The data solution has been currently addressed using the following tools and Technologies:
-
Apache spark allows us to scale up on larger amounts of data and work with different data formats (in this case, SAS, Parquet, and CSV files). It also allows abstract the data access complexity and has flexibility on data manipulation as data frames and Spark SQL (both used during the project).
- Spark Standalone, currently we are handling more than three million records; however, it is not a problem to work on it locally (which was the current approach); if the data start to increase, a different approach will be needed, like using a cloud solution. But due to the abstraction of the data access provided by spark, the access to a data warehouse based on a DMBS or a data lake will not be a big challenge to perform.
-
Jupyter notebook It allows us to follow up the data pipeline and document it with the code. However, for a scheduled operation, using python scrips will be a better approach; in this case, it works for us for data exploration.
-
PySpark is the Python API written in python to support Apache Spark and have its capabilities.
-
Pandas It allows data manipulation; however, it has been used to show the data examples (initially, they are in spark data frames). It is more user-friendly to display the data than PySpark show data.
-
Apache parquet The data's output is stored in parquet file format; this is useful because it is optimized to work with complex data. It allows having columnar storage that provides for efficient data compression and encoding types. Parquet file format also allows the partition of data to be accessible. This structure can also contain our data model based on the star schema. It can easily be exported to a data lake on an AWS S3 bucket or a data warehouse solution, for instance, using AWS Redshift.
- [Capstone Project Template.ipynb](./Capstone Project Template.ipynb) jupyter notebook project with the ETL
- us-cities-demographics.csv demographics dataset. This data comes from OpenSoft. You can read more about it here.
- immigration_data_sample.csv data sample about i94 immigration dataset. This data comes from the US National Tourism and Trade Office.This is where the data comes from.
- I94_SAS_Labels_Descriptions.SAS description of the columns of i94 immigration dataset.
- country_data.csv country data to map country columns in i94 immigration dataset.

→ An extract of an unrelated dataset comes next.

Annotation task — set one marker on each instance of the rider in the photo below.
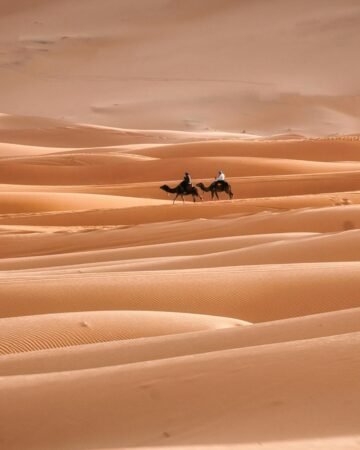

- airport-codes_csv.csv This is a simple table of airport codes and corresponding cities. It comes from here
- images folder that contains the images used in this file.
- clone the github repository:
git clone https://github.com/Erickramirez/Data-Engineering-ETL-to-Model-the-Data.git
- verify the Prerequisites
- Execute jupyter notebook
Capstone Project Template.ipynb
- If the data was increased by 100x We can consider improving the capacity of the spark cluster, using Amazon EMR and/or hosting EC2 instances (adding nodes) to get a horizontal scaling.
- the pipelines would be run on a daily basis by 7 am every day We can consider using Apache Airflow to schedule and monitor the pipelines using Directed Acyclic Graph (DAG) with a scheduled interval of daily. Airflow also has the flexibility to perform quality checks and retries.
- If the database needed to be accessed by 100+ people Depends on the data size, a solution could have a data warehouse in the cloud; we can handle users in a specific RDBMS, supporting concurrency. If the data has increased and we are talking about big data, a data lake (having data partitioned by the specifications of how the analytics will be performed).